Just a few weeks ago (August 06, 2017), we organized a tech meetup in Hungary. The reason why we organized this event was so simple: there had never been such an event in the city, and the topic was so innovative. The main purpose was to ensure a place where people who were interested in data science and innovation could meet and discuss their problems and share their experience. Therefore, we decided to hold a meetup and, with this event, contribute to the scientific life of the region.
We can describe the event in two words: innovation and data science. However, what does data science mean? According to Wikipedia: “Data science, also known as data-driven science, is an interdisciplinary field of scientific methods, processes, and systems to extract knowledge or insights from data in various forms, either structured or unstructured, similar to data mining.” As we can see, it is a very complex and modern field of science where practitioners need knowledge of programming, data visualization, and statistics. Many scientists said it has a bright future and could be one of the most popular professions. As the Harvard Business Review called it, it is:
„The Sexiest Job of the 21st Century”
One of our colleagues gave a presentation about data science, focusing on the differences between correlation and causation. The first part of the speech was about the data science in general so that everybody could understand how it works and what we can use it for.

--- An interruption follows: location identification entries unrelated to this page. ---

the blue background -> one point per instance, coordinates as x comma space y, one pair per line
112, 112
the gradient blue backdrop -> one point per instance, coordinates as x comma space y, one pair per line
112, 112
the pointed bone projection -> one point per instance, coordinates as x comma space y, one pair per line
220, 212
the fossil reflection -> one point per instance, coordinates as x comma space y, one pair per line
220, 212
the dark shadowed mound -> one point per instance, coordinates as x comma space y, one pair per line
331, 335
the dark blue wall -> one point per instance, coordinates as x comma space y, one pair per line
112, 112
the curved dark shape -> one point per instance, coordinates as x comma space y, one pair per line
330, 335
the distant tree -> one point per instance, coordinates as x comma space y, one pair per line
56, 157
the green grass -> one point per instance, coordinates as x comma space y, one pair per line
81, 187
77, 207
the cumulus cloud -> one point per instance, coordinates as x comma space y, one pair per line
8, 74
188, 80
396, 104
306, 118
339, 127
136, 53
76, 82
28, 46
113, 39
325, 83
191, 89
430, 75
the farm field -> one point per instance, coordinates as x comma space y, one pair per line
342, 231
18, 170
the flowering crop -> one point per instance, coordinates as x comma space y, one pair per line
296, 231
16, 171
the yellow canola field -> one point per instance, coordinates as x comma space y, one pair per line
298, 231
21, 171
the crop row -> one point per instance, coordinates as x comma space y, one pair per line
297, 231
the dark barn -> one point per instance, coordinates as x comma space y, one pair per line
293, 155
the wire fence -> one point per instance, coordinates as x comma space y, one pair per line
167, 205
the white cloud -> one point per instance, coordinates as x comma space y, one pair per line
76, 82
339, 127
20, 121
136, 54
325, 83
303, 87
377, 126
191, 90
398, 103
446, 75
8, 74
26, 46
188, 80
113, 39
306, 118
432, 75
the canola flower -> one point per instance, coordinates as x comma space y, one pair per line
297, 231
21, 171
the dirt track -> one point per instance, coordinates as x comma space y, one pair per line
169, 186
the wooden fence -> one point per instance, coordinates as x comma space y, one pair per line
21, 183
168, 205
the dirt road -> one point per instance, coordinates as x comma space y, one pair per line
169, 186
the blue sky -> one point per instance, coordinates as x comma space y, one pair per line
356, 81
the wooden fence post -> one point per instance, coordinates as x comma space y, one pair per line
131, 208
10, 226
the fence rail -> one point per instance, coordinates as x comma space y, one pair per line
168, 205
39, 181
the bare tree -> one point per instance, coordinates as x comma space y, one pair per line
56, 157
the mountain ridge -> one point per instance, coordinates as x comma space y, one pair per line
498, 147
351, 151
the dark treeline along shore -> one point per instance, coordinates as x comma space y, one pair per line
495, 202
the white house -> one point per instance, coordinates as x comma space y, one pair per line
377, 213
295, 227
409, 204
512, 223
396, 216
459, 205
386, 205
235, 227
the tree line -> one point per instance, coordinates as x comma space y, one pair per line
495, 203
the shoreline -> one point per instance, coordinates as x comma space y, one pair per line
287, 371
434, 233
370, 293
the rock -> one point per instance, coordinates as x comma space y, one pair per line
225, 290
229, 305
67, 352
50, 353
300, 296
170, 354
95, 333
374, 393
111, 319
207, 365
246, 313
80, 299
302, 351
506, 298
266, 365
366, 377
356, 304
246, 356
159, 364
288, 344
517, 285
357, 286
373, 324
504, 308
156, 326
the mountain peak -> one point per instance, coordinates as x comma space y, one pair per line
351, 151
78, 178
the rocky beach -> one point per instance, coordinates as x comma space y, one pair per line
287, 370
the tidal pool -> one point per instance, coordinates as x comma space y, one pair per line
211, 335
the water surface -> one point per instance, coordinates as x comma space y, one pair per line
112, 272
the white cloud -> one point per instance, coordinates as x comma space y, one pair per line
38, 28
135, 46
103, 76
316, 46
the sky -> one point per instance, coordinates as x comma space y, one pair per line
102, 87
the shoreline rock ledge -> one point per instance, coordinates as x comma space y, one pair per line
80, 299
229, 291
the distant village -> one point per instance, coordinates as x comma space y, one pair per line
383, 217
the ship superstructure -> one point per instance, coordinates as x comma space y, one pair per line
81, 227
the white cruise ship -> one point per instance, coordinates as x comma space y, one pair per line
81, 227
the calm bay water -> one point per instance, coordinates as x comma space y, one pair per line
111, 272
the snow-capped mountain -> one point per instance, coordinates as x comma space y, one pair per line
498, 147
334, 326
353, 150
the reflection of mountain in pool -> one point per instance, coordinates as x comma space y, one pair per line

In the second part, we dissected the problem of correlation and causation. We emphasize the clarification of their definitions, because, most of the time, correlation and causation are mistaken. In a few words, correlation shows the mutual relationship between two or more factors. Contrarily, causation reveals the relationship between cause and effect.Here is a short example:
- Correlation: “The more firefighters that are sent out to a fire, the higher the value of the damage.” This is a correlation because the number of the firefighters doesn’t cause more damage.But the bigger is a fire the higher is the value of items damaged is a causation already because the size of the fire influences the value of items damaged.
- Causation: “The bigger the fire, the higher the value of the damage.” This is a causation because the size of the fire influences the number of items damaged.
At the end, our CEO was involved in a round-table discussion where he answered the audience’s questions, provided technical advice to the beginner startups, and acquainted them with AnswerMiner.
We can say it was a successful initiation to wake up minds about the field of data science and demonstrate that we can still trust numbers. More than 40 people – both young and old- participated in the event. We believe that these kinds of meetups and workshops must take place frequently to warrant the opportunity to get the new and innovative information.